The letter mentioned that someone from the company might “reach out” if they wanted to continue working with me, but I wasn’t holding my breath. I surrendered to the universe and did not plead for my job or try to make a case for why they should keep me on when the reorganized newspaper company launches in early February. Instead I just focused on moving on, wondering what I would feel like once I shed my newspaper columnist title. Even though I’ve been publishing my own magazine for more than a year, it’s nice to have a legitimate title that I didn’t make up myself. There’s a certain credibility in that.
Last week, my husband and I went on a walk around the neighborhood during which we brainstormed ways to expand my handmade business and publish more of my work. I also lamented a bit about how I was going to thank my readers for giving me the opportunity to write exclusively about what I loved for roughly three years. Had they not responded positively, the jig would have been up much sooner. How was I going to wrap up the best print journalism gig I’ve ever had?
Turns out I won’t have to figure that out – at least not yet. Jeff and I returned home from our walk to find a thick envelope in the mailbox.
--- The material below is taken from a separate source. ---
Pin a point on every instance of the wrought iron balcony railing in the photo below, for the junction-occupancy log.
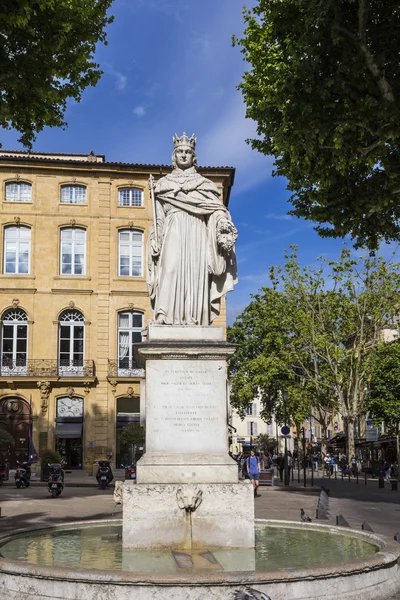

It was a contract for me to keep writing my column for an expanded statewide audience.
“You’ve got to be kidding me,” I said, not sure what to make of it.
It’s no secret that I LOVE writing about art and craft, so it should come as no surprise that after a couple days of reflection, I decided to take the company up on its offer. (And, yes, I am aware that this opens me up to the very real possibility of being terminated from the same gig a second time.)
The strange part is that I still feel like I’ve had the wind knocked out of me. It really stunk to receive a termination letter followed by weeks of corporate silence. I had no reason to believe I would be part of the new media product and I was preparing myself to show as much grace as possible in the event that a lower-priced replacement writer was brought in. I just prayed that he or she would at least know the difference between knit and crochet. I had trouble sleeping even though I was telling people that I was “moving on.” And despite the fact that the newspaper column is not a lucrative gig by any means, it’s more than just a job to me. I love talking to people about what they make. I enjoy having a weekly dialog with newspaper readers, and I have a special place in my heart for those who don’t have any desire to go online and follow me on Twitter.
And, sadly, I’m one of the lucky ones. Many of my former colleagues lost their jobs in the latest round of cuts (or the two or three rounds before that), with many of them deciding to call it quits and exit the unstable journalism industry once and for all. As a society we lose each time another seasoned journalist loses a job or decides to change careers.
I’m not sure how long it will take for the industry to stabilize, but I hope it happens soon. Journalism is key to protecting our democracy. (Yes, I recognize that my column is more entertainment driven than democracy-protecting, but you get my drift. And for the record, I’ve done my share of hard news coverage and still perfectly capable of it.)
So I guess this means I’m back, even though I never actually left. My apologies to those who I upset with news of my termination. Now I’m wishing I could have spared you all the drama. And thanks to all of you who have written kind notes and said encouraging things about my work. I continue to be amazed by the kindness of strangers and kindred spirits who seem to know exactly when to send me a show of support. Thank you so much!
I’m grateful for the opportunity to continue to be a newspaper columnist and plan to make the most of the experience while it lasts. I hope you’ll come along with me on this next leg of the journey. Since my new audience stretches beyond West Michigan, I plan to adjust my coverage accordingly and I’m excited to see where this leads. You’re invited to send your story ideas to firstname.lastname@example.org and help me cover the art & craft in the mitten like never before. You can start by introducing yourself and telling me what you make.
Here’s to second chances and unexpected good news.
P.S. I had my husband take the ridiculous photo at the top of this post in the freezing cold after I signed my new contract. I don’t usually sport giant doilies on my back AND rainbow aprons when I go out on column interviews – although that would explain the initial termination. : ) I also don’t draw very well, so the photo was my attempt at creating a caricature of myself. Did it work? Not so sure. Ah, well, celebrate your quirks, my friends.